When it finally got to me

 

I‘m not okay. I mean I am okay, it’s just that... well, I’m not. I don’t know what it is. I wish I can point at something and say THIS is what’s causing all the discomfort. But I don’t know, and it sucks.

I’m okay with the aloneness, I’m just not okay that it’s not my choice. I want to be alone when I choose to be alone. Not when the world decides. I’m also okay with staying at home, but I’m not okay with being forced into it. Whenever I had a busy week before, I’d stay home for a day or two and come out just fine. Now that I’m constantly in, it confuses my brain that I need to recharge away from the one place that used to recharge every ounce of my being.

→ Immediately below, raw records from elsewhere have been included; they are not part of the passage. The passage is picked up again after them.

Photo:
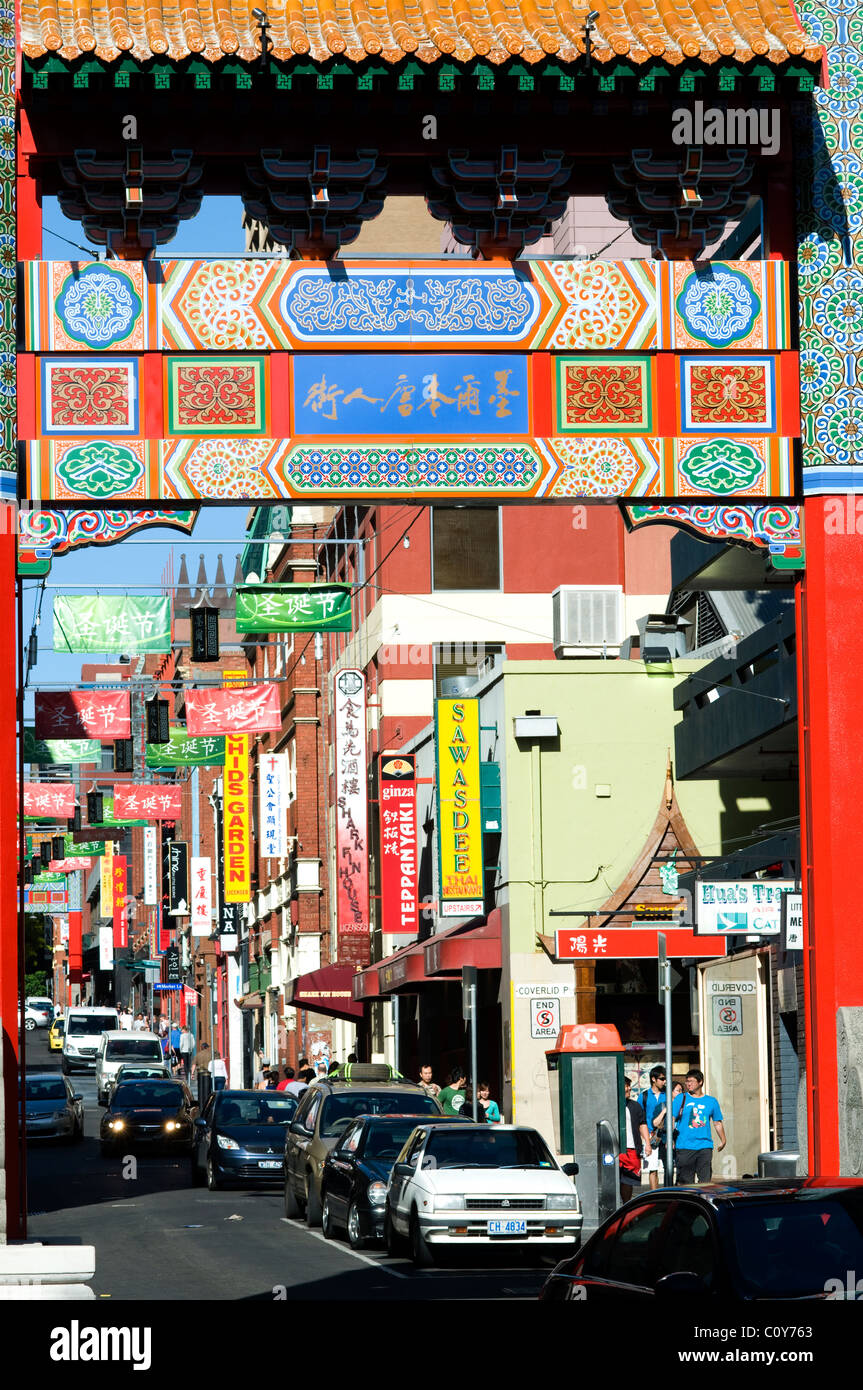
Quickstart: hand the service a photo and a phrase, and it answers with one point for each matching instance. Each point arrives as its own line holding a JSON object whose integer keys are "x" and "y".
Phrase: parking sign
{"x": 545, "y": 1018}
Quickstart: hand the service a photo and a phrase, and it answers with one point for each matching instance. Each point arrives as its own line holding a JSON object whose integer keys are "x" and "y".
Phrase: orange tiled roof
{"x": 427, "y": 29}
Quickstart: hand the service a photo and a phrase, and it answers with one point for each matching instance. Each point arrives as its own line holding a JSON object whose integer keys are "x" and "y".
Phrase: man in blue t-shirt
{"x": 694, "y": 1111}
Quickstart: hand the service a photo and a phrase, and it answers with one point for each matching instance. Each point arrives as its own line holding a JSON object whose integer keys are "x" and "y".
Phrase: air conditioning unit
{"x": 587, "y": 622}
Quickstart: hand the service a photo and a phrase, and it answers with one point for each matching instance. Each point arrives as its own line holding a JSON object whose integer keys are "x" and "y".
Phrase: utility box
{"x": 587, "y": 1089}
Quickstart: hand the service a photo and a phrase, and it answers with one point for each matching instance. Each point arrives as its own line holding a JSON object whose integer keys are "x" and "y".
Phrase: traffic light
{"x": 655, "y": 911}
{"x": 122, "y": 755}
{"x": 204, "y": 634}
{"x": 157, "y": 722}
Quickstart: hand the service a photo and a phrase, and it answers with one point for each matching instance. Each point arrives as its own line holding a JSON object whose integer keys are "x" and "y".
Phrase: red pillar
{"x": 830, "y": 622}
{"x": 10, "y": 952}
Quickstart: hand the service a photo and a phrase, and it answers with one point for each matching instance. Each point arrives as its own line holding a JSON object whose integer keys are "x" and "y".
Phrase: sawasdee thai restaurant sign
{"x": 398, "y": 783}
{"x": 459, "y": 809}
{"x": 350, "y": 819}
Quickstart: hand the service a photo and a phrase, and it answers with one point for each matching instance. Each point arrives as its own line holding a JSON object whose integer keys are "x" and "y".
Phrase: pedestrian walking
{"x": 218, "y": 1072}
{"x": 452, "y": 1097}
{"x": 694, "y": 1114}
{"x": 638, "y": 1143}
{"x": 186, "y": 1051}
{"x": 487, "y": 1105}
{"x": 653, "y": 1105}
{"x": 427, "y": 1083}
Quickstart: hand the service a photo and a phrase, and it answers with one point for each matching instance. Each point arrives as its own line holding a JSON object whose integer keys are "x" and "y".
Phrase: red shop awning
{"x": 328, "y": 990}
{"x": 478, "y": 947}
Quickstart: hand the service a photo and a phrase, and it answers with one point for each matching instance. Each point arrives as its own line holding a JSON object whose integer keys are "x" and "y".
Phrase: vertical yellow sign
{"x": 459, "y": 808}
{"x": 106, "y": 865}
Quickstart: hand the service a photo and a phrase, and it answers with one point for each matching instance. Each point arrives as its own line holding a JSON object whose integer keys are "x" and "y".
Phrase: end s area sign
{"x": 545, "y": 1018}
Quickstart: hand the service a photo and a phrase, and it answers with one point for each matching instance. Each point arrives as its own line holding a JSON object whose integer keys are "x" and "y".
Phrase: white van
{"x": 121, "y": 1048}
{"x": 82, "y": 1036}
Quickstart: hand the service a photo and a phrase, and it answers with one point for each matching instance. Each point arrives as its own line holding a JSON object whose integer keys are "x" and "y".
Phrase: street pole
{"x": 664, "y": 990}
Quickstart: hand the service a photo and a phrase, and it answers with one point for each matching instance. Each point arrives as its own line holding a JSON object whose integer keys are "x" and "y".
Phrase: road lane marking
{"x": 346, "y": 1250}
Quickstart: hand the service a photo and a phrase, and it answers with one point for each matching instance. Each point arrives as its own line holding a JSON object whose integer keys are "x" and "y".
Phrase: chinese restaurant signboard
{"x": 459, "y": 806}
{"x": 398, "y": 791}
{"x": 352, "y": 819}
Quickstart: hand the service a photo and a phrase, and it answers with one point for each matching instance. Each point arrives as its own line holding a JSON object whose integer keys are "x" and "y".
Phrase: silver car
{"x": 52, "y": 1108}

I’m sick of having to pause for a few seconds every time I try remembering what day of the week it is. I’m sick of giving up on my routine towards the end of every week, with hopes that I’d get back on track starting the next.

I’m sick of the guilt. Of beating myself up for how my productivity at work is going downhill, and how I feel like I don’t deserve to be getting paid for this.

I’m sick of the guilt of having people show their care, while I’m unable to reciprocate. Every night, I stare at the long list of texts I have to respond to and my heart feels heavy. For I realize it’s a blessing. The fact that this many people care and want to make sure I’m okay. While I can’t even get myself to reply back with a smiley face. I’m sick of the guilt of being a late responder, and the scenarios my mind keeps playing for how everyone must be mad at me for it.

I’m sick of not being able to complain. For whenever I do, everyone pitches in with suggestions to help me feel better. Which is something normal human beings do when they care about each other and want to help. Only that it makes me feel worse realizing there are simple ideas out there that I can help myself with, while I can’t start any of them. It feels worse that I’ve no idea what I need from people who don’t get why I’m not allowing them in to help.

So there’s uncertainty, there’s burnout, and then there’s a great amount of guilt spread inside that I don’t know how to deal with. I don’t want to feel this guilty all the time. I want it to go away.